Hovering a link is a moment of hesitation. You know you might want to go there, but you are not sure enough to commit to a navigation. That gap is exactly where I wanted PeekJS to operate.
The library surfaces a live preview of the destination page on hover, rendering it inside a secure iframe that contains same-origin content without any configuration. When you click, the preview morphs into the full page using the View Transitions API: the bounding box of the preview window maps to the final viewport, and the browser handles the transition as a single animated motion rather than a hard cut. The effect is a navigation that feels like unfolding rather than teleporting.

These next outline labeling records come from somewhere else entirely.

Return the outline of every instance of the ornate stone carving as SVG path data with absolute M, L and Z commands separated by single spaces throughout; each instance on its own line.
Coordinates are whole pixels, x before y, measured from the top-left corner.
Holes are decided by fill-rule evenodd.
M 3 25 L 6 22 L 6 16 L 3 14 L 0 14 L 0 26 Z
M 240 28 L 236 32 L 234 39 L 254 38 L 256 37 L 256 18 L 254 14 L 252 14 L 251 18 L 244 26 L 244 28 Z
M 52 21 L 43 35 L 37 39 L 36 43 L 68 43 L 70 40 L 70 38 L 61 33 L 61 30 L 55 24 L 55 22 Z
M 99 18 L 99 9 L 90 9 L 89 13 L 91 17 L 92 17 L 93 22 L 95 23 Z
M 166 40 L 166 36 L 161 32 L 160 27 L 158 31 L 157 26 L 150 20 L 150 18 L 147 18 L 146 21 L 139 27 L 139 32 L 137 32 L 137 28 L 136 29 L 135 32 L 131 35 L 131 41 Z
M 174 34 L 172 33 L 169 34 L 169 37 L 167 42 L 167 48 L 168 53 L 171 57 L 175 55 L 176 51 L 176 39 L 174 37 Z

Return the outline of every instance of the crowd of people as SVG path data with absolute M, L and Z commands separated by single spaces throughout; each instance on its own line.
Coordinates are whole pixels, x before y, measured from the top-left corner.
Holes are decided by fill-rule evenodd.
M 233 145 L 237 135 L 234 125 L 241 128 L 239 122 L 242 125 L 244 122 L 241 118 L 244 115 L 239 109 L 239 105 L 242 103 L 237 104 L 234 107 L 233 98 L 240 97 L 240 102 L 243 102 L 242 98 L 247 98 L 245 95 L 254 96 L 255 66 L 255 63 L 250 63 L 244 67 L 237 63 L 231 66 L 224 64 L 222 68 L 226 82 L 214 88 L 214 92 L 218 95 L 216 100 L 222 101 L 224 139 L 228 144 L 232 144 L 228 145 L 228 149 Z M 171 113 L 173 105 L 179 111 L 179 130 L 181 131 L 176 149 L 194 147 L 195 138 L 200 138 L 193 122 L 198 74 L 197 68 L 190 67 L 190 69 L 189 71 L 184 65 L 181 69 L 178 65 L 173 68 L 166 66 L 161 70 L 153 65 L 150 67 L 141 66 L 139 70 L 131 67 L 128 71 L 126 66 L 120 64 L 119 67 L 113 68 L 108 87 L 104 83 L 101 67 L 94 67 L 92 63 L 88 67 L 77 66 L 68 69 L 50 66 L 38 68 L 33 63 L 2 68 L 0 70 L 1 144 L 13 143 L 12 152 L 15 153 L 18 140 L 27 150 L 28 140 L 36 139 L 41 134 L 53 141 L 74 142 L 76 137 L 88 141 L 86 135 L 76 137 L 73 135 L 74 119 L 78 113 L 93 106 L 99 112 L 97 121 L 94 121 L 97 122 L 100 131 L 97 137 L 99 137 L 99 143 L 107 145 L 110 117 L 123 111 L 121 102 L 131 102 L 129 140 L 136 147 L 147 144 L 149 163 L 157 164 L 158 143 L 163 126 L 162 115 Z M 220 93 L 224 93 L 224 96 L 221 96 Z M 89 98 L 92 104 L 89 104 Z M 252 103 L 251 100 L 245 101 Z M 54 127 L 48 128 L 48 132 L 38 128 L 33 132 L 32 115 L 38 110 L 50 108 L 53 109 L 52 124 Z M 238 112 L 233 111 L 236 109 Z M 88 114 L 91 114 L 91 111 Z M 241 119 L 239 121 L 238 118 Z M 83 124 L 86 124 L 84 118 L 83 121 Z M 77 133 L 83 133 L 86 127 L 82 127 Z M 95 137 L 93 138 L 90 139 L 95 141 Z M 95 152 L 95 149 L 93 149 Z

I kept the bundle under 6 KB gzipped by keeping dependencies at zero. The framework wrappers, React's usePeek hook, Vue, Svelte, and Angular's PeekService, are thin bindings over the @peekjs/core package. Cross-origin links fall back to metadata scraping via edge workers, extracting title, description, and OG image when the full iframe preview is not available.
The documentation site at peekjs.dev was built to reflect the library's own philosophy: show the tool in action immediately, before any explanatory text. Landing on the docs and seeing PeekJS working on the links on the page is a more efficient demonstration than any written description. I kept the design deliberately quiet, with no decorative elements competing with the behavior the page is there to illustrate.
PeekJS is one of those libraries that is small enough to use anywhere and specific enough to solve its problem completely.